The new syntax window has clever autocomplete and explanation functions (putting error test below the syntax itself), which are handy. However, when it does warn you of a syntax error, it does so in an unwrappable text block similar to the output blocks; so if you have a skinny syntax window (writing PASW syntax has short lines), so that you can show the output and data editor as well, you can’t read the warnings anyway. On the lighter side, you can now choose whether the output moves to the front of the window or stays where it is when you run a command, which helps PASW’s interactivity.
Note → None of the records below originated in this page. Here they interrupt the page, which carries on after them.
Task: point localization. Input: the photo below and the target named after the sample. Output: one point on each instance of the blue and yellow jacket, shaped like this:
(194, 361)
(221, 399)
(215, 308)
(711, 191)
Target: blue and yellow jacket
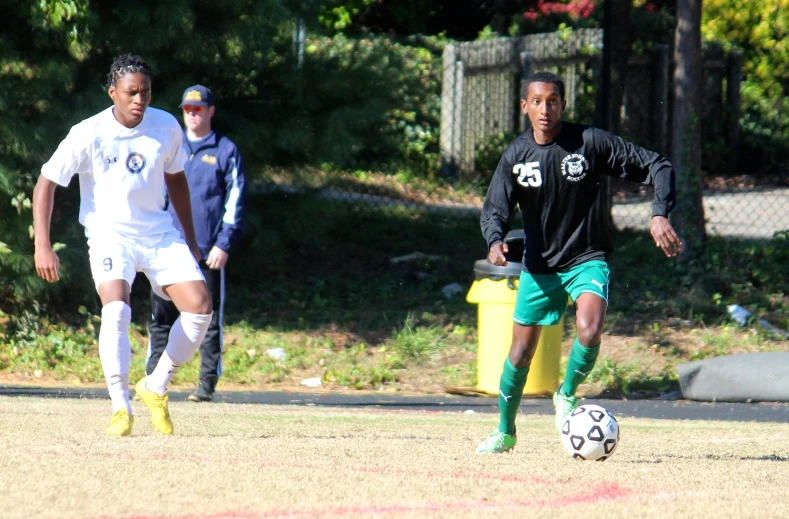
(217, 184)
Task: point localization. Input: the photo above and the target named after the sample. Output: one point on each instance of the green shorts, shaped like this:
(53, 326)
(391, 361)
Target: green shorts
(542, 298)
PASW is pricey when compared with JMP and Stata, and on top of the steep cost for the base package, many users will need extra modules, each of which costs about as much as a low-end version of Stata. Academic prices are substantially discounted even for single users; there are also dramatically discounted “graduate packs” and "starter packs" good for four years; and site licenses.
Given the breadth of PASW, it is nearly impossible to go into any depth on its statistical features. However, in every test we performed on release 18, its numbers matched the output of the highly regarded Stata, perfectly, which is more than we could say for SPSS 16. (JMP, StatPlus, and the free MegaStat also matched Stata).
The price of PASW may be worth the ease of use for most people — time is money, and spending days figuring out how to get basic features to operate quickly stops paying off. That said, the interface is sluggish, certain operations are unnecessarily difficult (especially dealing with the output window), and there are numerous gaps in the ease-of-use. You can easily find free software that outraces PASW without breaking a sweat.
In the end, it comes down to how intense a statistician you are. If you spend your full work day crunching numbers, can master syntax, and are really into statistics, PASW will annoy you; it may be time to move over to Stata. If you do a lot of copying from the package to Excel, and do exploratory or graphical work rather than the same thing over and over and over and over again with minor changes, then JMP may be for you. On the other hand, if statistical research is a relatively small part of your life, or if you really need the usability of the graphical user interface, or if you're doing so many different things to a dataset that you can't remember all the commands, PASW will be very handy. That’s especially true now, with its many usability improvements. (Real beginners would do better with the free Sofa Statistics.)